Re: Corruption during WAL replay

From
Daniel Shelepanov
Date:
On 27.09.2021 11:30, Kyotaro Horiguchi wrote:
> Thank you for the comments! (Sorry for the late resopnse.)
>
> At Tue, 10 Aug 2021 14:14:05 -0400, Robert Haas <robertmhaas@gmail.com> wrote in
>> On Thu, Mar 4, 2021 at 10:01 PM Kyotaro Horiguchi
>> <horikyota.ntt@gmail.com> wrote:
>>> The patch assumed that CHKPT_START/COMPLETE barrier are exclusively
>>> used each other, but MarkBufferDirtyHint which delays checkpoint start
>>> is called in RelationTruncate while delaying checkpoint completion.
>>> That is not a strange nor harmful behavior.  I changed delayChkpt to a
>>> bitmap integer from an enum so that both barrier are separately
>>> triggered.
>>>
>>> I'm not sure this is the way to go here, though.  This fixes the issue
>>> of a crash during RelationTruncate, but the issue of smgrtruncate
>>> failure during RelationTruncate still remains (unless we treat that
>>> failure as PANIC?).
>> I like this patch. As I understand it, we're currently cheating by
>> allowing checkpoints to complete without necessarily flushing all of
>> the pages that were dirty at the time we fixed the redo pointer out to
>> disk. We think this is OK because we know that those pages are going
>> to get truncated away, but it's not really OK because when the system
>> starts up, it has to replay WAL starting from the checkpoint's redo
>> pointer, but the state of the page is not the same as it was at the
>> time when the redo pointer was the end of WAL, so redo fails. In the
>> case described in
>> http://postgr.es/m/BYAPR06MB63739B2692DC6DBB3C5F186CABDA0@BYAPR06MB6373.namprd06.prod.outlook.com
>> modifications are made to the page before the redo pointer is fixed
>> and those changes never make it to disk, but the truncation also never
>> makes it to the disk either. With this patch, that can't happen,
>> because no checkpoint can intervene between when we (1) decide we're
>> not going to bother writing those dirty pages and (2) actually
>> truncate them away. So either the pages will get written as part of
>> the checkpoint, or else they'll be gone before the checkpoint
>> completes. In the latter case, I suppose redo that would have modified
>> those pages will just be skipped, thus dodging the problem.
> I think your understanding is right.
>
>> In RelationTruncate, I suggest that we ought to clear the
>> delay-checkpoint flag before rather than after calling
>> FreeSpaceMapVacuumRange. Since the free space map is not fully
>> WAL-logged, anything we're doing there should be non-critical.
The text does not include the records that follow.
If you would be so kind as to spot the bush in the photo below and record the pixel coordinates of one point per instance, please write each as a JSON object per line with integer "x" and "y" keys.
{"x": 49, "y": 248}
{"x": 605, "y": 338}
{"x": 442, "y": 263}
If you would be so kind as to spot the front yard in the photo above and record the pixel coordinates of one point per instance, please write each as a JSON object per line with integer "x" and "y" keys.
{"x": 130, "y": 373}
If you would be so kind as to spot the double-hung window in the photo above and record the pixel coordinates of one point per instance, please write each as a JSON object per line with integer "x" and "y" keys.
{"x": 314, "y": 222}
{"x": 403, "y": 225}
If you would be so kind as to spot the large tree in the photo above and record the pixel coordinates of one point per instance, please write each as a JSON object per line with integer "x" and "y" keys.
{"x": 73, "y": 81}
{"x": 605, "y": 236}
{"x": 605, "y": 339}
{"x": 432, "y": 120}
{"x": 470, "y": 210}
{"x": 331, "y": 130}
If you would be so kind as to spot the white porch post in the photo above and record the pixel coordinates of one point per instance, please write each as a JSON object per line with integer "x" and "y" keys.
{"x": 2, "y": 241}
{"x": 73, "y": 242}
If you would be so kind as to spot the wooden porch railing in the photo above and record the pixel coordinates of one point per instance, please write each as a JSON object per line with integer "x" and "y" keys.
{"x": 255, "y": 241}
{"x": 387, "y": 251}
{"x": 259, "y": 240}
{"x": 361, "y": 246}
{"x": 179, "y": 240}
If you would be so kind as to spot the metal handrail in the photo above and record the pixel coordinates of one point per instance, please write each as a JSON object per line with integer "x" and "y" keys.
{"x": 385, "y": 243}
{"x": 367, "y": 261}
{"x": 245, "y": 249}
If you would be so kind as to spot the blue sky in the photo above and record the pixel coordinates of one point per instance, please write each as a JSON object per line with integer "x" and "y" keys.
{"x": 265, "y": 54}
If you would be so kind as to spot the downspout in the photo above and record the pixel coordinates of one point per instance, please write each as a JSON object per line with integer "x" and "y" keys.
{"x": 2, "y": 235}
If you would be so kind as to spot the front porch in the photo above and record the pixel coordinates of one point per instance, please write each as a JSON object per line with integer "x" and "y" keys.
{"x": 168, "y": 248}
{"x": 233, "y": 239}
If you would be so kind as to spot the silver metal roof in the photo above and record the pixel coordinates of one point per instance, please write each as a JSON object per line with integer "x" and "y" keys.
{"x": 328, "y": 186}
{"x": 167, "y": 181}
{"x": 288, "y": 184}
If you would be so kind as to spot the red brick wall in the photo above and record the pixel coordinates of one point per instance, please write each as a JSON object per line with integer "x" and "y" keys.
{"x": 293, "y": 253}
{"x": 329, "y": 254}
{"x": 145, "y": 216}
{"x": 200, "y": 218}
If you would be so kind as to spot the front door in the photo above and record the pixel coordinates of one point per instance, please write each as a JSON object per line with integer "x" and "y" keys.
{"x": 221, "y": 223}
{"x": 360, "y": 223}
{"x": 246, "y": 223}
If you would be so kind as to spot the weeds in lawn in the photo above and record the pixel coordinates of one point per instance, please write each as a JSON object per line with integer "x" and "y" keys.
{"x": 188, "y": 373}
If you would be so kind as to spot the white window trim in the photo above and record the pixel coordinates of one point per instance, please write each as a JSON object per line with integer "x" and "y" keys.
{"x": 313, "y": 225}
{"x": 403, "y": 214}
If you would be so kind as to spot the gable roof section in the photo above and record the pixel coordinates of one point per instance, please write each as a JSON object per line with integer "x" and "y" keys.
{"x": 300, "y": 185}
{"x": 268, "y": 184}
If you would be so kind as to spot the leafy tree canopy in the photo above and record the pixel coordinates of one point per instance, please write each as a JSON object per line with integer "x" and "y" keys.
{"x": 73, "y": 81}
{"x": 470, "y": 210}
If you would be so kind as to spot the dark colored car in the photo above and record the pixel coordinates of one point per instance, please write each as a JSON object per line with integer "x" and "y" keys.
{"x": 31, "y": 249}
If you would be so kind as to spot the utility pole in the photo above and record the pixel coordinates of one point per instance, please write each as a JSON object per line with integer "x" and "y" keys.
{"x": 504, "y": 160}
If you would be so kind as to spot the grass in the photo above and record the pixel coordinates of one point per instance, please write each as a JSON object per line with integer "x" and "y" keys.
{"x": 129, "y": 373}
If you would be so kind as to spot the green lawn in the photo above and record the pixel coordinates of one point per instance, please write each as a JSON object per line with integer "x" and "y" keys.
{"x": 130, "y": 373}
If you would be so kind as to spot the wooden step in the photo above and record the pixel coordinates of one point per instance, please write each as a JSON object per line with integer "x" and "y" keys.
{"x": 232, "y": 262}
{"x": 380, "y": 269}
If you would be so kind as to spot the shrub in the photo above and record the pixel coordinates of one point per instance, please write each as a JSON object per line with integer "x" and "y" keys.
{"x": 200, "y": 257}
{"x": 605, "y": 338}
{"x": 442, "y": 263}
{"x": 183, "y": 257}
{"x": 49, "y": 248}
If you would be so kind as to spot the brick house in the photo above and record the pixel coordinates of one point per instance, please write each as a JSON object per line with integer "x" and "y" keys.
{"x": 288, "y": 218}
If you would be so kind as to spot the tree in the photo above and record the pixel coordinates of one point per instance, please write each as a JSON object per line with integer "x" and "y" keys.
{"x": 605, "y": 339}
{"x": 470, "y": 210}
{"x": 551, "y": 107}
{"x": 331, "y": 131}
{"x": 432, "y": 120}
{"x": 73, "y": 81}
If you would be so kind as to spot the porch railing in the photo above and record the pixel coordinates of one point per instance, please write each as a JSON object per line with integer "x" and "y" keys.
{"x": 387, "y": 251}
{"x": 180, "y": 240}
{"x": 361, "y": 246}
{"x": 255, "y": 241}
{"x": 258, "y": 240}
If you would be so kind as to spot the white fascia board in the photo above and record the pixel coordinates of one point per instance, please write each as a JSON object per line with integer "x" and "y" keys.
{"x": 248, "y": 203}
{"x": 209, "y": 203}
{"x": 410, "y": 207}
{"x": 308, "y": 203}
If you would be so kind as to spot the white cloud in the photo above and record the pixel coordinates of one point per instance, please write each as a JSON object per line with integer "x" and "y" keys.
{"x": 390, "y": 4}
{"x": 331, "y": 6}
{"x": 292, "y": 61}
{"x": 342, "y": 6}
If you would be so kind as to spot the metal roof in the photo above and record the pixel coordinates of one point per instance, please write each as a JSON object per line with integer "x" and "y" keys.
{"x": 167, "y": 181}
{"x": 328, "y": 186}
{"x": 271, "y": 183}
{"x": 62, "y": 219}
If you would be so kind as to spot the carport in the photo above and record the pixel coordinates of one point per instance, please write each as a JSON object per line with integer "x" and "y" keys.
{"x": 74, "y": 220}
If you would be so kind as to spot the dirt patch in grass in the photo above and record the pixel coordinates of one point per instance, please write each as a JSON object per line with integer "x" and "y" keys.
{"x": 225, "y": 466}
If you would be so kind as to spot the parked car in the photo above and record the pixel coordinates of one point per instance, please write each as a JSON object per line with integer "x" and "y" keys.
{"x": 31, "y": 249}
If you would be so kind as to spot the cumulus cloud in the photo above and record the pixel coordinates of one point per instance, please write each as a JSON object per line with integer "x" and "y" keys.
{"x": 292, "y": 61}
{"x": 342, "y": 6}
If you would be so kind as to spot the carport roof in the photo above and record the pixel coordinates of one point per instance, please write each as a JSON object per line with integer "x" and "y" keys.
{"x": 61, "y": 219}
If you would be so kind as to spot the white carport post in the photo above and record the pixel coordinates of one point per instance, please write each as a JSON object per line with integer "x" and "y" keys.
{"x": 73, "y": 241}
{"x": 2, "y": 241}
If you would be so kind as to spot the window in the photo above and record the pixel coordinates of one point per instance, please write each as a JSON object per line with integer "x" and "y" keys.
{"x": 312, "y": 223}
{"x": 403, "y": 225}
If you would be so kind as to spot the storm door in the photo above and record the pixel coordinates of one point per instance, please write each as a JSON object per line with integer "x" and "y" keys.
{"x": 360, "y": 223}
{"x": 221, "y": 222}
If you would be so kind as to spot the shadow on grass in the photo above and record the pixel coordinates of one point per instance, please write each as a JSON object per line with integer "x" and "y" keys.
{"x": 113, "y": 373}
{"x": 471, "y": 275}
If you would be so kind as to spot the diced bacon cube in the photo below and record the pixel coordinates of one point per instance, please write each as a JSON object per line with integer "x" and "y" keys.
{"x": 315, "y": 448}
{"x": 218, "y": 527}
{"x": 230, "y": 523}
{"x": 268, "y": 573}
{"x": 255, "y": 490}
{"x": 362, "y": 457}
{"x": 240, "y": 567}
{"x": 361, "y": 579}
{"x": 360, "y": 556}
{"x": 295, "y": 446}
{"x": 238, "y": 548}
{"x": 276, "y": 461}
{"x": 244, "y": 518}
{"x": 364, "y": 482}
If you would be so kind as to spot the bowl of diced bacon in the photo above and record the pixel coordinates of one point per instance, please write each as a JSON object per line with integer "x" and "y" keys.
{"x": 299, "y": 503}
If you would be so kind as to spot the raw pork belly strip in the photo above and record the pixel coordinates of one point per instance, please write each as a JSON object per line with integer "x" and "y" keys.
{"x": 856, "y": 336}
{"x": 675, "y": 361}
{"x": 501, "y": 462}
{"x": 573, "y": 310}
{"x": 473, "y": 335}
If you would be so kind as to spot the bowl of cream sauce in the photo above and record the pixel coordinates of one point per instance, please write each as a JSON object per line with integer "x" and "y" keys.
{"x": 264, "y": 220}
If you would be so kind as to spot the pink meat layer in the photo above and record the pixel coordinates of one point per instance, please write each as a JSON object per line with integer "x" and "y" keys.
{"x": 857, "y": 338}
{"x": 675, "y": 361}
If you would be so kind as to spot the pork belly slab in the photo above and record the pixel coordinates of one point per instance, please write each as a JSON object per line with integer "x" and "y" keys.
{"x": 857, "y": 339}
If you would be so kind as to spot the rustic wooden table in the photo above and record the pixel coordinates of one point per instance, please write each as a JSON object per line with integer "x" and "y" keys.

Also, I
> Agreed and fixed.
>
>> think it might be better if MarkBufferDirtyHint stays closer to the
>> existing coding and just uses a Boolean and an if-test to decide
>> whether to clear the bit, instead of inventing a new mechanism. I
>> don't really see anything wrong with the new mechanism, but I think
>> it's better to keep the patch minimal.
> Yeah, that was a a kind of silly. Fixed.
>
>> As you say, this doesn't fix the problem that truncation might fail.
>> But as Andres and Sawada-san said, the solution to that is to get rid
>> of the comments saying that it's OK for truncation to fail and make it
>> a PANIC. However, I don't think that change needs to be part of this
>> patch. Even if we do that, we still need to do this. And even if we do
>> this, we still need to do that.
> Ok. Addition to the aboves, I rewrote the comment in RelatinoTruncate.
>
> +     * Delay the concurrent checkpoint's completion until this truncation
> +     * successfully completes, so that we don't establish a redo-point between
> +     * buffer deletion and file-truncate. Otherwise we can leave inconsistent
> +     * file content against the WAL records after the REDO position and future
> +     * recovery fails.
>
> However, a problem for me for now is that I cannot reproduce the
> problem.
>
> To avoid further confusion, the attached is named as *.patch.
>
> regards.
>
Hi. This is my first attempt to review a patch so feel free to tell me 
if I missed something.

As of today's state of REL_14_STABLE 
(ef9706bbc8ce917a366e4640df8c603c9605817a), the problem is reproducible 
using the script provided by Daniel Wood in this 
(1335373813.287510.1573611814107@connect.xfinity.com) message. Also, the 
latest patch seems not to be applicable and requires some minor tweaks.


Regards,

Daniel Shelepanov




Re: Corruption during WAL replay

From
Kyotaro Horiguchi
Date:
At Mon, 24 Jan 2022 23:33:20 +0300, Daniel Shelepanov <deniel1495@mail.ru> wrote in 
> Hi. This is my first attempt to review a patch so feel free to tell me
> if I missed something.

Welcome!

> As of today's state of REL_14_STABLE
> (ef9706bbc8ce917a366e4640df8c603c9605817a), the problem is
> reproducible using the script provided by Daniel Wood in this
> (1335373813.287510.1573611814107@connect.xfinity.com) message. Also,
> the latest patch seems not to be applicable and requires some minor
> tweaks.

Thanks for the info.  The reason for my failure is checksum was
enabled.. After disalbing both fpw and checksum (and wal_log_hints)
allows me to reproduce the issue.  And what I found is:

v3 patch:
 >    vxids = GetVirtualXIDsDelayingChkpt(&nvxids, DELAY_CHKPT_COMPLETE);
!>    if (0 && nvxids > 0)
 >    {

Ugggggggh!  It looks like a debugging tweak but it prevents everything
from working.

The attached is the fixed version and it surely works with the repro.

regards.

-- 
Kyotaro Horiguchi
NTT Open Source Software Center
From e4155f4e777f31c019cbbd00f41c7b5eb2320ef7 Mon Sep 17 00:00:00 2001
From: Kyotaro Horiguchi <horikyota.ntt@gmail.com>
Date: Wed, 26 Jan 2022 15:07:58 +0900
Subject: [PATCH v4] Delay checkpoint completion until truncation completes

When a relation is being truncated, the buffers for the relation are
dropped without being written to underlying relation file, so after
that moment the content of the to-be-truncated file is not guaranteed
to be consistent. This is fine in the normal cases where the file is
eventually removed. However, if a checkpoint after the buffer dropping
but finally the file truncation doesn't happen due to server crash or
filesystem failure, the files left behind is inconsistent with WAL.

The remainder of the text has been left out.